Илья Петрович Сохатых спешит заготовить последние пакеты. Ему деятельно помогает Александр Иванович Образцов.

– Я бы полагал, – говорит нахлебник, – мистеру Куку послать объявление из «Русского слова». И шрифт жирнее, и вообще – эффектнее.

– Да, да! – восклицает вспотевший Илья Петрович. – Первоклассным гостям обязательно «Русское слово». А второстепенным микробам – «Новое время». Очень слепо, черти, напечатали. Следовало бы редактора обругать по телеграфу... Да мараться не стоит.

– Я думаю – рубликов в двести обошлась вам эта затея?

– Почему – затея? Во всех приличных домах столицы это принято.

– Да... О покойниках.

– А чем же покойник лучше новорожденного? Ну разве это не красота?! – Кудрявый, начинающий заметно лысеть Илья Петрович разбросал на столе газетную простыню «Русского слова» и, прихлопнув ладонью то место, где напечатано объявление, сказал, задыхаясь:

– Читайте!

В веселенькой из залихватских завитушек рамке напечатано:

ВНИМАНИЕ!

Сим доводится до всеобщего сведения, что в резиденции «Громово» 21 сентября в 6 часов дня по местному времени у известного коммерсанта Ильи Петровича Сохатых и его супруги Февроньи Сидоровны родился сын-первенец, имя же ему – Александр.

– Они, вибрионы, выбросили два места в объявлении, – жаловался Илья Петрович. – После слова «Александр» у меня значилось: «малютка необычайно красивой внешности». Вот это выбросили и еще в конце: «Счастливые родители убедительно просят другие газеты перепечатать».

В каждый пакет вкладывался номер газеты и пригласительная с золотым обрезом и с короной карточка.
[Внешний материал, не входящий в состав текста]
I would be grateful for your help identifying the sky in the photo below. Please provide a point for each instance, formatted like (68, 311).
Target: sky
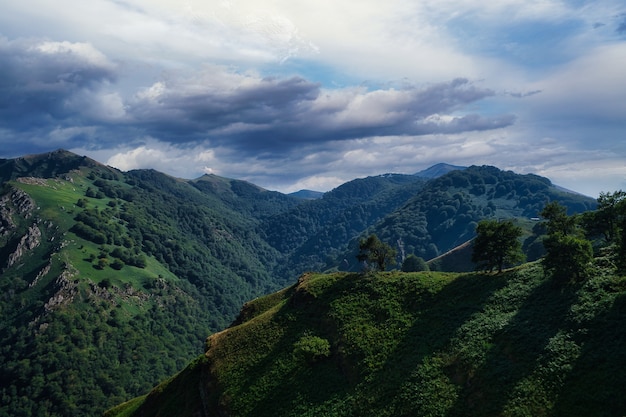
(303, 94)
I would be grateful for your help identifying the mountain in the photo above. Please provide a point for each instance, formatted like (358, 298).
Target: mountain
(438, 170)
(307, 194)
(411, 344)
(110, 280)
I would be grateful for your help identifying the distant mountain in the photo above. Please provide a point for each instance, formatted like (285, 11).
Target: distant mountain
(307, 194)
(438, 170)
(112, 279)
В конце карточки приписка от руки: «Подробности смотри в прилагаемой газете на странице 8-й».

Двое подручных Ильи Петровича дожидаются в кухне, чтобы этим же вечером разнести пакеты по принадлежности.


У Прохора Петровича надвое раскалывалась голова. Там, глубоко под черепом, ныла, разрывалась, дергалась какая-то болючая точка. Острота неимоверных мучений была непереносима. Будто в дупло наболевшего зуба, к которому нельзя прикоснуться пушинкой, с маху забивают гвоздь. Прохор стонал на весь дом. На помощь прибегали оба врача, приходил Иннокентий Филатыч с отцом Александром и другие. Прохор всех выгонял:

– К черту! Вон! Стрелять буду...

Лишь старому лакею Тихону позволено пребывать в кабинете.
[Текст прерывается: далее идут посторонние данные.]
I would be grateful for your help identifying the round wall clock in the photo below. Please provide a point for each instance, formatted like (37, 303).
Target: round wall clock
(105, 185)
– Барин, страдалец наш... – страдая страданием Прохора, хныкал он и весь дрожал. – Дозвольте, я вас разую. А потом ножки в горячую воду. Сразу полегчает.
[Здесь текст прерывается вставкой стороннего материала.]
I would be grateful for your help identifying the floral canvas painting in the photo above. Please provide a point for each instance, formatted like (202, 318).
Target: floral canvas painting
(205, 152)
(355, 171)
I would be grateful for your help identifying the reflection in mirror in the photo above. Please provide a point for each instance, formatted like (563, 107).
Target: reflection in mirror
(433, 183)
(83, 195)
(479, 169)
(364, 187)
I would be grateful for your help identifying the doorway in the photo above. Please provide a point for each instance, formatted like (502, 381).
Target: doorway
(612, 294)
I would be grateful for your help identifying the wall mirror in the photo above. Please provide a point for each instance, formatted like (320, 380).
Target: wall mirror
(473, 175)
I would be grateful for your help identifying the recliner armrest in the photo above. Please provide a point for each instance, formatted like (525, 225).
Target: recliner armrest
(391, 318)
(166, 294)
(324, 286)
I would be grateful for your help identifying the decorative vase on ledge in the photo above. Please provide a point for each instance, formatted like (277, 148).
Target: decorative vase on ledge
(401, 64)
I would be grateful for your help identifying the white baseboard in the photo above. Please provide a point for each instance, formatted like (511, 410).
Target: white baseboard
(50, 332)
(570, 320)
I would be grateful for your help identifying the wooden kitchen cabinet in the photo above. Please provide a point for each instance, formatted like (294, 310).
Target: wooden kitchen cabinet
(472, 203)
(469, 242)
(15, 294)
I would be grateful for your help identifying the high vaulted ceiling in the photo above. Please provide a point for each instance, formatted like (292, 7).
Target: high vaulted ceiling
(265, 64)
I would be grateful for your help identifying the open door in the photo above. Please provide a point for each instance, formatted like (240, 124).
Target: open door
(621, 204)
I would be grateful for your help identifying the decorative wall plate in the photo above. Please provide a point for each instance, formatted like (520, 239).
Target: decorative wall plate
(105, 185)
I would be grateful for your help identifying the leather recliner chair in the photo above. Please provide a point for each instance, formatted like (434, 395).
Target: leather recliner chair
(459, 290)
– Чего? В воду? Давай разувай. – И Прохор, не в силах сдержаться, снова неистово выкрикивал: – Ой! Ой! Ой!

Горячая вода лучше всяких лекарств делала свое дело: кровеносные сосуды в ногах расширялись, кровь откатывалась от головы, облегчая болезнь.

– Негодяй! Это он меня плетью... По голове. Как он смел? Мерзавец... Как он смел руку на меня поднять?!

– Разбойник, так разбойник и есть, – кряхтел Тихон, искренне радуясь, что угодил барину водой.

Чрез час боли стихли, но сон не шел.

Не спали и в покоях Нины Яковлевны. Там совещались, что делать с хозяином. Говорил доктор Апперцепциус. За последнее время он стал желчен и нервен.

– Я недели две-три тому назад рекомендовал больному длительное, комфортабельно обставленное путешествие. Это, безусловно, по авторитетному мнению науки, должно было произвести свой эффект. Но... – доктор развел руками. – Но, к сожалению, по мнению науки, авторитет которой в этом доме не желают признавать, благоприятный момент упущен. Галопирующая болезнь вступила в новый фазис своего развития. Этому способствовал казус с отрубленной головой исправника.

Отец Прохора Петровича – Петр Данилыч, спешно прибывший из села Медведева, тоже присутствовал на совещании. Он приехал с единственной целью насладиться зрелищем, как проклятый сын его будет ввергнут в глухой возок и увезен в тот самый желтый дом, где сидел по милости нечестивца Прошки несчастный старик, отец его. Проклятый сын будет орать, драться, но его сшибут с ног, забьют рот кляпом, раскроят в кровь морду, вышибут не один здоровый зуб. Пусть, пусть ему, анафемскому выродку, убийце, пусть!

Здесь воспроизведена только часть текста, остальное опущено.